Les cours sont basés sur des études de cas : le lancement difficile du cheddar néo-zélandais, la montée en puissance du français Malteurop, nouveau numéro un mondial des malteurs. Daniel Genton, professeur de stratégie, présente la "matrice des valeurs" des montres. Il y a les Seiko, "une valeur sûre pour avoir l'heure", les Cartier, "signes d'une appartenance sociale", ou encore les marques de distributeur, "montres de dépannage". Toutes ne se vendent pas au même prix. "Attention, les acheteurs essayent toujours de focaliser la discussion sur le prix, et il y a toujours un concurrent qui propose moins cher. Cela s'appelle la spirale de la destruction de valeur", prévient le formateur.

Pas facile cependant de comprendre comment appliquer l'exemple au coton. Le lendemain, sur suggestion d'une participante, l'exercice sera réexpliqué avec les différentes qualités de basins, tissu damassé prisé en Afrique. "Il faut savoir vendre avant de produire, et distinguer les besoins du marché", essaye de convaincre M. Genton. L'Afrique, marginale au niveau de la production mondiale de coton (5 %), se place toujours parmi les principaux exportateurs. Il y existe clairement des opportunités de produire de la haute qualité, donc de bien valoriser la marchandise, car le coton y est cultivé avec peu d'engrais et récolté à la main.

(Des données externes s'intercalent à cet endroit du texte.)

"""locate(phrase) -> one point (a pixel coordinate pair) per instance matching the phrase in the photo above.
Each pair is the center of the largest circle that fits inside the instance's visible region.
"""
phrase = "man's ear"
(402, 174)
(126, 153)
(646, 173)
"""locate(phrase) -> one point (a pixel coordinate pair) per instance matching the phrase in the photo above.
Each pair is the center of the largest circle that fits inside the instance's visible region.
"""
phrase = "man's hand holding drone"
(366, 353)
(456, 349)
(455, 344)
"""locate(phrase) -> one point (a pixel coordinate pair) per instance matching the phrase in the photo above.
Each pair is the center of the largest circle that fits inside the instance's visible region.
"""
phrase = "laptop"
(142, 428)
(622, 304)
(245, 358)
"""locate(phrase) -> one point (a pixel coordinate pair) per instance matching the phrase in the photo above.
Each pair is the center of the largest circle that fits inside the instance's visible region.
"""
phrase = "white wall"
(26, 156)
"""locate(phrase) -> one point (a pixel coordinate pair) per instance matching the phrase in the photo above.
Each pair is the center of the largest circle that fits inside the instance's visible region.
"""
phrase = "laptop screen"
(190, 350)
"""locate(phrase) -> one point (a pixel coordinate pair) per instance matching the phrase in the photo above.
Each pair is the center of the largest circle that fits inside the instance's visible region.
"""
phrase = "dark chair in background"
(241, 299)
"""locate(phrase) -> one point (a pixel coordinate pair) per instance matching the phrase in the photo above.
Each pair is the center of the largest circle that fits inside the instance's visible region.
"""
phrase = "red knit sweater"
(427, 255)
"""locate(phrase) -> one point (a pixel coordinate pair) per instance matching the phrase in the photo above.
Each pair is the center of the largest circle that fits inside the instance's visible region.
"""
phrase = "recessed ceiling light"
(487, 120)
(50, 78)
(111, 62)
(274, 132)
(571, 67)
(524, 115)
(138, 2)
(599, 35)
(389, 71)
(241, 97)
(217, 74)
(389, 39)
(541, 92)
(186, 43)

"Si vous ne vous y intéressez pas, d'autres capteront la valeur à votre place et vous ne serez que des producteurs à façon", insiste le professeur. Chaque participant y trouve son intérêt. "Si notre société cotonnière, la CMDT, est privatisée, les producteurs auront un rôle à jouer. Il nous faut un minimum de bagages pour réussir à en tirer profit, explique le Malien Soloba Mady Keita. Nous étions des syndicalistes, il va falloir qu'on devienne des gestionnaires."

Passer le relais

"Cette formation nous aide à réaliser que, dans la compétition mondiale, nous fournissons du coton de qualité", remarque le Gambien Omar Sompo Ceesay. Comme les lusophones, cet anglophone a droit à la traduction simultanée des cours, dispensés en français. Le soir, en bambara, parlé par beaucoup, la communication entre producteurs des divers pays est facilitée. L'idée est désormais d'offrir cette formation à deux autres groupes de 40 personnes, puis de passer le relais à des professeurs africains. Elle est aussi de préparer la relève de François Traoré, âgé de 56 ans.

Dans le milieu français du développement, cette initiative de formation des élites ne fait pas l'unanimité. Parce que les cours de HEC coûtent cher, et que la formation à la gestion des producteurs de base et l'alphabétisation semblent à certains plus adaptées. "C'est en formant des leaders qu'on va impulser une nouvelle dynamique", répond Bernard Bachelier, le directeur de FARM, soutenue par des fonds publics et privés. Pour lui, son projet ne doit pas être concurrent des soutiens classiques, mais complémentaire.